Neural cell death in the posterior cerebral cortex (2.5 mm posterior to bregma). a Cells that were positive for both NeuN and TUNEL were quantified to assess neuronal cell death. The number of dead neural cells in layers I to III of the posterior region of the cerebrum was quantified (n = 3, each group). b Quantification of the number of dead neural cells in layers IV to VI of the posterior region of the cerebrum (n = 3, each group). c Quantification of the number of dead neural cells in all layers of the posterior region of the cerebrum (n = 3, each group). d Representative confocal images of TUNEL (green) and NeuN (red) in the posterior cortex. Nuclei were counterstained with Hoechst (blue). Scale bar, 50 μm. Statistical analyses were performed with one-way ANOVA and Tukey–Kramer post hoc tests. The values in the bar graphs represent the mean ± SD. *p < 0.05, NS: not significant

Neuroinflammation in the hippocampus is milder than that in the cerebral cortex

Next, we analyzed the degree of neuroinflammation by quantifying the number of Iba1-positive microglia in the hippocampus, which is located deeper from the pia mater than the cerebral cortex. Since SAH has been reported to damage the dentate gyrus of the hippocampus due to ischemia [35, 36], we focused on this region to investigate how neuroinflammatory damage extends beyond the cerebral cortex. We quantified the number of Iba1-positive microglia in the granular cell layer of the hippocampus in each group and found that the number was significantly increased in the severe SAH model mice (Fig. 11a, c and Supplementary Figure S1a). The number of microglia in the hilus was also slightly increased in the severe SAH model (Fig. 11b and Supplementary Figure S1a). However, the number of induced microglia was lower than in the cortex, and the number of Iba1-positive microglia was not significantly increased in hilus, although there was an increasing trend.

Fig. 11
figure 11

Neuroinflammation and neural cell death in the hippocampus. a Quantification of the number of Iba1-positive cells in the granular layer (n = 4, each group, control vs. severe SAH; p = 0.043, sham vs. severe SAH; p = 0.062). b Quantification of the number of Iba1-positive cells in the hilus (n = 4, each group, control vs. severe SAH; p = 0.085, sham vs. severe SAH; p = 0.097). c Representative immunostaining images of Iba1-positive cells (red) in the hippocampi of mice in the control, sham, mild SAH, and severe SAH groups. Scale bar, 100 μm. d Quantification of the number of dead neural cells in the granular layer (n = 3, each group. e Representative confocal images of TUNEL (green) and NeuN (red) in the hippocampus. Scale bar, 100 μm. Statistical analyses were performed with one-way ANOVA and Tukey–Kramer post hoc tests. The values in the bar graphs represent the mean ± SE. NS: not significant

The extent of neuronal cell death was also quantified using TUNEL staining and NeuN. In the granular cell layer, neuronal cell death tended to increase in the mild SAH model but not significant (Fig. 11d, e).
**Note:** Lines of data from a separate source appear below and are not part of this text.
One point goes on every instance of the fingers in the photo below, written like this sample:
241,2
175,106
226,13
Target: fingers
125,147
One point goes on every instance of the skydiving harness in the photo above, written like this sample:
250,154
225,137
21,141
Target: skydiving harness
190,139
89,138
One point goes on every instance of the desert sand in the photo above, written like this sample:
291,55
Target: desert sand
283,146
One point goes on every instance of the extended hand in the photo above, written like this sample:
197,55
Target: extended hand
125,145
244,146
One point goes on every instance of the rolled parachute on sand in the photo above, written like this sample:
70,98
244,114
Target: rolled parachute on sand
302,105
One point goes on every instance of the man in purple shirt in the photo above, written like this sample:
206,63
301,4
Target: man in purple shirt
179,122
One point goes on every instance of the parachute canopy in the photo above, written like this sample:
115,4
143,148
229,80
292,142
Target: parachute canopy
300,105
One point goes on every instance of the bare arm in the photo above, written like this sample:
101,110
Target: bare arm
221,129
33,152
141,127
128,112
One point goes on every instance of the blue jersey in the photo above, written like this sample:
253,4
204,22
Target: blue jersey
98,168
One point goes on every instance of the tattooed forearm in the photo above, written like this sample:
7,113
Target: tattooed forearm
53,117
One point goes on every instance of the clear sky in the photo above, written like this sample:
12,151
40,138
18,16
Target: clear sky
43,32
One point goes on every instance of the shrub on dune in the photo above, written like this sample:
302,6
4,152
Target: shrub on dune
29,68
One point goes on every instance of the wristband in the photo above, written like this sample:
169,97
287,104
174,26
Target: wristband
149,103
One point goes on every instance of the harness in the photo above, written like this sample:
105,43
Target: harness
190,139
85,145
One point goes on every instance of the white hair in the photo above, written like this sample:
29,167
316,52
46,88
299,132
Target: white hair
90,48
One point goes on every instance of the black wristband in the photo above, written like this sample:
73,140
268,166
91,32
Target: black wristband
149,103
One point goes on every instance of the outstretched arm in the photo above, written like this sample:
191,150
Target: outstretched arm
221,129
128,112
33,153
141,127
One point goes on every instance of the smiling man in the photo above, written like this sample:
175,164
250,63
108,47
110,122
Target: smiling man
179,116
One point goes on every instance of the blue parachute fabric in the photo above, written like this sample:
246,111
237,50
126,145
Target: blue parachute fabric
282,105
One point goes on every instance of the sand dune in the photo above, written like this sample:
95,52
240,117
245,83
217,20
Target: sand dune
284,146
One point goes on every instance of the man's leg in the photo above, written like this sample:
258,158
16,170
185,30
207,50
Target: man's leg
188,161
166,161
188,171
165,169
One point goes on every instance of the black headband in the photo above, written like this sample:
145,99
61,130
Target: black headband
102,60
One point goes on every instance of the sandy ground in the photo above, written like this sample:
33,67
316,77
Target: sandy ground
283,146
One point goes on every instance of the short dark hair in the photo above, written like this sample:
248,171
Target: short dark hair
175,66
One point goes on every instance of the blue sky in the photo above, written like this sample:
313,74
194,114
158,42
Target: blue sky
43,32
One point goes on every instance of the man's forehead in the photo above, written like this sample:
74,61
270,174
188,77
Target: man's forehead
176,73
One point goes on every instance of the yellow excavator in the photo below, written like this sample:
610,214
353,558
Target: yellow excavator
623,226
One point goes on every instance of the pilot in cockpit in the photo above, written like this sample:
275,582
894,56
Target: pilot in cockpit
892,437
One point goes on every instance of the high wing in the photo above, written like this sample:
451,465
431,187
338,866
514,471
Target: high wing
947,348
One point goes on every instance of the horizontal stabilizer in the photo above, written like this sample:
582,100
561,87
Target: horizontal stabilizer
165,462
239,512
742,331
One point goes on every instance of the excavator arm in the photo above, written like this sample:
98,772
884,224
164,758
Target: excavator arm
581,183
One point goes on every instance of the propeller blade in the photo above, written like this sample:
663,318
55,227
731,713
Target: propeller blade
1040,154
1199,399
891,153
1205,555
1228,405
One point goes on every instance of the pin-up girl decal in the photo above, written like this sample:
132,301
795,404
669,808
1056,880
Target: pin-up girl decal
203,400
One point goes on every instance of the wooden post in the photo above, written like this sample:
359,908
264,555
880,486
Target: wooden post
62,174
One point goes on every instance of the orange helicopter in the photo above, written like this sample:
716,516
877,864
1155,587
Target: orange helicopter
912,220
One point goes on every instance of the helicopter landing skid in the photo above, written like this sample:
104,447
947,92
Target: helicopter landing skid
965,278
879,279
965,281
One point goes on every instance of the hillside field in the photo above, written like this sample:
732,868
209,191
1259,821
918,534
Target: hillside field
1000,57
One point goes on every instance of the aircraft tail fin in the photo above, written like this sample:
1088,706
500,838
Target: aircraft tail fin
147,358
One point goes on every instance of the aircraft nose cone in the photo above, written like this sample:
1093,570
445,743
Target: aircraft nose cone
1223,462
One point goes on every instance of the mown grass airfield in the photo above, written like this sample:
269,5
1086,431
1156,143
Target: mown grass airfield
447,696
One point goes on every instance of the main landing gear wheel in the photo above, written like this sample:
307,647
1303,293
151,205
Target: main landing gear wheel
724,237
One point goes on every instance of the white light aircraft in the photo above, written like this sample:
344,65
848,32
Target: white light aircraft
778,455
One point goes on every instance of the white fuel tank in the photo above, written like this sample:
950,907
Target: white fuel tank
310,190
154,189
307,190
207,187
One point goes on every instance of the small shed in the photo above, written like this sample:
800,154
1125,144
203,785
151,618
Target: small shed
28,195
The hippocampus is well known to be vulnerable to SAH and susceptible to damage [11, 37, 38], and SAH-induced ischemia has been reported to be responsible for these phenotypes [36, 39, 40]. In the granular cell layer and hilus of the hippocampal dentate gyrus, the effects of neuroinflammation may be limited. This suggests that other factors, such as ischemia, are responsible for neuronal cell death.

Effect of neuroinflammation on adult neurogenesis

The above analysis showed that the degree of neuroinflammation in the hippocampus, which is located deeper than the cortex, was milder than that in the cortex. We examined whether SAH-induced neuroinflammation in the hippocampus, which is located deeper than the cortex, affects other functions.

One of the characteristic functions of the hippocampus and ventricular-subventricular zone (V-SVZ) is adult neurogenesis [41, 42]. In the hippocampus, neurogenesis occurs throughout life, allowing for new memories [43], and neurons generated in the V-SVZ migrate to the olfactory bulb, where they contribute to odor identification and sexual behavior [44]. This neurogenesis is known to be impaired by neuroinflammation [45].

Here, we investigated whether neuroinflammation caused by SAH also impairs adult neurogenesis. We used doublecortin (DCX) [46] as a marker for newly generated neurons. In the V-SVZ, the number of DCX-positive cells did not differ between the severe SAH, control and sham groups but was significantly increased in the mild SAH group (Supplementary Figure S2a and b). In the hippocampus, the number of DCX-positive cells did not differ among the control, sham, and severe SAH groups, but was mildly increased in the mild SAH group (Supplementary Figure S2c and d). The increase in the number of DCX-positive cells in the mild SAH group was unexpected, suggesting that mild inflammation is a convenient stimulus for DCX upregulation. However, in this study protocol, brain sections were analyzed 1 day after SAH injury, and it would thus be reasonable to assume that DCX expression was increased by inflammatory stimuli rather than that neurogenesis was increased. To determine whether neurogenesis is sustained, mid- to long-term analyses after SAH injury are needed.

Discussion

In this study, we found that neuroinflammation spilled over from superficial to deep layers in the cerebral cortices of mice after SAH injury, leading to neuronal cell death, especially in the anterior cortex. Neuroinflammation and neuronal cell death increased with the severity of SAH.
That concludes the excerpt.